What Works For Me: Author Matt Haig On Practising Yoga In His Kids' Bedrooms To Relieve Anxiety

The combination of relaxing music and the soft glare of the laptop also helps his little ones fall asleep.

In ‘What Works For Me’ - a series of articles considering how we can find balance in our lives - we talk to people about their self-care strategies. If you’d like to contribute your story, email us.

When things get too much for author Matt Haig, the dad-of-two will fire up his laptop, roll out his yoga mat and begin 20 minutes of stretching and deep breathing.

“If I’m in an anxious patch, I do it every day,” he says. “We’ve got two children and they’re both bad at getting to sleep, so we go into their room [he and his wife take it in turns] and my daughter will say, ‘daddy put on the yoga video’ because it helps her get to sleep. So I’ll be in the dark with the laptop, just doing yoga on the floor of their bedrooms.”

Sometimes the children will join in, other times they’ll drift off to the sound of meditation music. If Matt has been working late and is finding it hard to switch off, or is still feeling particularly anxious later that night, he will lie in bed with his legs in a diamond shape (also known as the reclining goddess pose) to try and settle his mind.

Haig has been incredibly open about his mental health over the years and his books have changed lives. The 43-year-old lives with depression and anxiety, and has written at length about his experiences which, in his early twenties, almost led him to take his own life.

Matt Haig with his wife Andrea and their two children.
Matt Haig
Matt Haig with his wife Andrea and their two children.

The author’s latest book ‘Notes On A Nervous Planet’ is a guide for staying sane in a world that’s constantly switched on. Released on 5 July, it details the numerous coping mechanisms that have helped him over the years, one of which is yoga.

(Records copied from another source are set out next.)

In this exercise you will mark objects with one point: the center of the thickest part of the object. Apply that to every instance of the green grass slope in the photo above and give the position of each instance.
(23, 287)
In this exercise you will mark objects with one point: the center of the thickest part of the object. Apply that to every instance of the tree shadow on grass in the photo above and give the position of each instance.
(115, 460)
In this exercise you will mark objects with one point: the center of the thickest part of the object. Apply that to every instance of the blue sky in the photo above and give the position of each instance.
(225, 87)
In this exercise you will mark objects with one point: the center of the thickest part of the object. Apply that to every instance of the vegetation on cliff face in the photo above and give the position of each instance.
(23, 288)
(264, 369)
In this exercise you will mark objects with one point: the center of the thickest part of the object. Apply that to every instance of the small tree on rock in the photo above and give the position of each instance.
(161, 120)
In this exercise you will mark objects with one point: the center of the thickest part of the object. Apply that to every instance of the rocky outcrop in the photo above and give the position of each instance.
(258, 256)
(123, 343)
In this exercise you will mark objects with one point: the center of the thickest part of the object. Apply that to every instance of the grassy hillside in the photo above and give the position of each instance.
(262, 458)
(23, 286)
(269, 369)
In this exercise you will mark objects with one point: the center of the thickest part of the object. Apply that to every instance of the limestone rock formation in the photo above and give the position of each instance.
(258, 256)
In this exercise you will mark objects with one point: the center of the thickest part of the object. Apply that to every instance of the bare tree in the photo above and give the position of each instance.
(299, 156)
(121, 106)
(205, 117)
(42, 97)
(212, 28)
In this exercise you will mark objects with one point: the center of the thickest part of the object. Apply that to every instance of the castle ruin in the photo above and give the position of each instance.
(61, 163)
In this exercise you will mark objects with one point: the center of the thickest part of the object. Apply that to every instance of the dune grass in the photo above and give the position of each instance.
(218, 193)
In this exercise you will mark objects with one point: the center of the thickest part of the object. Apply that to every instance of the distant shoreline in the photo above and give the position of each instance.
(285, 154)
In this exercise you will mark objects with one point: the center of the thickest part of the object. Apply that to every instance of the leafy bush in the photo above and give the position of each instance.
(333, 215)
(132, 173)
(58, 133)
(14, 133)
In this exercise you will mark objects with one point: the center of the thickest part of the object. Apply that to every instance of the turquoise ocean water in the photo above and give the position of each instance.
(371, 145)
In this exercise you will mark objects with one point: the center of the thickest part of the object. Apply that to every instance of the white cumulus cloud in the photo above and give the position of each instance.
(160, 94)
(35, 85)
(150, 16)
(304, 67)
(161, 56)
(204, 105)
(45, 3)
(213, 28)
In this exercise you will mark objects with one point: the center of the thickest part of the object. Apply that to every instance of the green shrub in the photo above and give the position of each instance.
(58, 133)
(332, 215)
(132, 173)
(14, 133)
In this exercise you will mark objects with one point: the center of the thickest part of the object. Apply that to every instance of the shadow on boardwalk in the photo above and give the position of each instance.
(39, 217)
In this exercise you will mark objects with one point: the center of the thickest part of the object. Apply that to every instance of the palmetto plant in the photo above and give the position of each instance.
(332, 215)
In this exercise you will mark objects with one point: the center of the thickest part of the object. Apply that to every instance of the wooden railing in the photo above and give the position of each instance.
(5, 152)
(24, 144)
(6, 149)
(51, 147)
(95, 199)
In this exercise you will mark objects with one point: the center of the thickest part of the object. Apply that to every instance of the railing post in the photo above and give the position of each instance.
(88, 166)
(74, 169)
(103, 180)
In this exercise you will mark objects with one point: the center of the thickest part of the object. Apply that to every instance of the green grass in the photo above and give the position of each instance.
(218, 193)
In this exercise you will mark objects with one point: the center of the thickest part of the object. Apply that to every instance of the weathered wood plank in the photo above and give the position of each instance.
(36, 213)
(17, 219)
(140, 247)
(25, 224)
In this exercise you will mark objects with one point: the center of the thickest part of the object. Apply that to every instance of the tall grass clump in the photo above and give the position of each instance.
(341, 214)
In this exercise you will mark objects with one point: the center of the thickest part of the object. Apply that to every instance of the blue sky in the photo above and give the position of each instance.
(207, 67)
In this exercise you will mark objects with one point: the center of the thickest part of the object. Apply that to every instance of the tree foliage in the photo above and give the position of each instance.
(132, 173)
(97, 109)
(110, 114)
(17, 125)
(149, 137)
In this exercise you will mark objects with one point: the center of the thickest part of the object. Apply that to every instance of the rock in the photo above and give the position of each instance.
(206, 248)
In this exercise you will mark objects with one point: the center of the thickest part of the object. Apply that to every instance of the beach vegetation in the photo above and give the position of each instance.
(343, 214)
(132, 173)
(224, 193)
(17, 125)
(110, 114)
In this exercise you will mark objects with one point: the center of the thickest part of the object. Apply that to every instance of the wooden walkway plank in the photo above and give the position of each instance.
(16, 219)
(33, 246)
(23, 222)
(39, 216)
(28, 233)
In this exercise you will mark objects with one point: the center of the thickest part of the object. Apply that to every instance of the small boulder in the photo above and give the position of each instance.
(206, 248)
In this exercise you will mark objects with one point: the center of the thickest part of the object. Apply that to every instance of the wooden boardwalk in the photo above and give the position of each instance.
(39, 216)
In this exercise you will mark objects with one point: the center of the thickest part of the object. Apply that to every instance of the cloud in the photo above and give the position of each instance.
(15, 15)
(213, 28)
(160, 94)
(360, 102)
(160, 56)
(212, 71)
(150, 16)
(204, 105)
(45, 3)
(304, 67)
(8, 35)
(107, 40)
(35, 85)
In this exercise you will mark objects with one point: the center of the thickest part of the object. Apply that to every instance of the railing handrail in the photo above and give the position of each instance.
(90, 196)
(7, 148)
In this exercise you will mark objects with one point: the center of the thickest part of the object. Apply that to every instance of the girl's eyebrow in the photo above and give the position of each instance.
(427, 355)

Matt says he practises it primarily for dealing with anxiety rather than getting fit. He doesn’t attend classes at his local gym, preferring instead to follow YouTube videos. “Yoga TX do a lot of videos,” he says. “I tend to use a lot of their stuff. It’s nothing strenuous but I notice when I’m on the brink of a patch of anxiety, just being religious about following these yoga videos in sequence calms me down.”

He says the best thing about yoga, for him, is the breathing. “My anxiety is linked to shortness of breath and getting a tight chest,” he explains, adding that yoga helps to “elongate your breathing or make you conscious about breathing in slowly”.

“Anxiety will tighten your chest, it’ll hunch your shoulders, and yoga reverses all that,” he adds. “With chest openers I feel the biggest release of tension.”

The author says child’s pose, pigeon pose and chest openers like camel pose really help. Leaning forward and grinning he tells me his favourite “show-off move” is the crow pose (where you balance on your hands with your feet off the floor). “That one doesn’t rely on flexibility - it’s just strength and I can do that,” he adds proudly.

Matt caveats that there are times when no amount of yoga has helped his mental health - and that’s OK. “It’s not made me worse, it just hasn’t made me any better,” he says. When you start to rely on one particular self-care strategy, it can be scary when it doesn’t work. “It’s like if you’ve been taking an antidepressant and then it suddenly stops working.”

Five other self-care techniques Matt swears by:

:: Running

:: Limiting social media time

:: Limiting hours of work (especially of an evening)

:: Going to bed before midnight

:: Not drinking alcohol on consecutive days.

On the whole, yoga has played a crucial part in helping him keep his head above water. He recognises that he will always have depression and anxiety but knows there are ways to better manage it. He has also overcome severe agoraphobia and, most recently, an overwhelming fear of speaking publicly to embark on a UK book tour.

“It’s not simply the yoga moves themselves that help psychologically, it’s the fact I know it’s there,” he says. “When I first had anxiety and mental health issues, one thing that made me feel worse was that I felt like I had no defence from them - and I never knew why I was getting it.

“But over the years I’ve understood the relationship between the mind and the body - and one of the big things I write about in both my books about mental health is how the line that we draw between the body and the mind is like a false line. I think yoga is one of the things that bridges that.”